Consequences of Multicollinearity
Although BLUE, the OLS estimators have large variances and covariances, making precise estimation difficult. Because of the above consequence, the confidence intervals tend to be much wider, leading to the acceptance of the zero null hypothesis (i.e., the true population coefficient is zero) more readily also the t ratio of one or more coefficients tends to be statistically insignificant.
Although the t ratio of one or more coefficients is statistically insignificant, R2, the overall measure of goodness of fit, can be very high. The OLS estimators and their standard errors can be sensitive to small changes in the data.
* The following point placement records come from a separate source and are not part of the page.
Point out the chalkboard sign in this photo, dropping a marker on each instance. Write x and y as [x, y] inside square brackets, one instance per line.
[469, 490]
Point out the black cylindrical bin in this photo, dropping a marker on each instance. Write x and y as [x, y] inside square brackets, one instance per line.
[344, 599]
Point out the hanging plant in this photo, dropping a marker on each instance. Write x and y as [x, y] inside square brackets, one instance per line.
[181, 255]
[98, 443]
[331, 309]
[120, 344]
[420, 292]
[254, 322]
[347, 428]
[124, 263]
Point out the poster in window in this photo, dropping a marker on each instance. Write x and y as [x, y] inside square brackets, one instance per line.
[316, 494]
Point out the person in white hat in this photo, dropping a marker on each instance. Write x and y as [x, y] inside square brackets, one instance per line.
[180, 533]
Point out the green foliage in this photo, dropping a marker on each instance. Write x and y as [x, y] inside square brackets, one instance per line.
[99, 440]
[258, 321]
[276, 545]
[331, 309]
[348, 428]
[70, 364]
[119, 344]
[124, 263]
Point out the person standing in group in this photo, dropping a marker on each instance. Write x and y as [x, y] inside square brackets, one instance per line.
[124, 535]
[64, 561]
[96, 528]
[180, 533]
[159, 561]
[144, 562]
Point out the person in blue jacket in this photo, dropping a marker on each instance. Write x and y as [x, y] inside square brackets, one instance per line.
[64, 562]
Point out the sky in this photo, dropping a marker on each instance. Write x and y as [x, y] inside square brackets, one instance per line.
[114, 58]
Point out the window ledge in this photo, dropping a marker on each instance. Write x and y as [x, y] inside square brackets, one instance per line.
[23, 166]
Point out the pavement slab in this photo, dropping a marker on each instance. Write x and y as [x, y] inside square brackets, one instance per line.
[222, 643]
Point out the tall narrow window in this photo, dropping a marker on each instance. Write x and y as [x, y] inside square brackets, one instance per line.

Multicollinearity Diagnostic
Variance Inflation Factor (VIF) measures how much the variance of the regression coefficients is inflated by multicollinearity problems. If VIF equals 0, there is no correlation between the independent measures. A VIF measure of 1 is an indication of some association between predictor variables, but generally not enough to cause problems. A maximum acceptable VIF value would be 10; anything higher would indicate a problem with multicollinearity. Tolerance the amount of variance in an independent variable that is not explained by the other independent variables. If the other variables explain a lot of the variance of a particular independent variable we have a problem with multicollinearity. Thus, small values for tolerance indicate problems of multicollinearity. The minimum cutoff value for tolerance is typically .10. That is, the tolerance value must be smaller than .10 to indicate a problem of multicollinearity.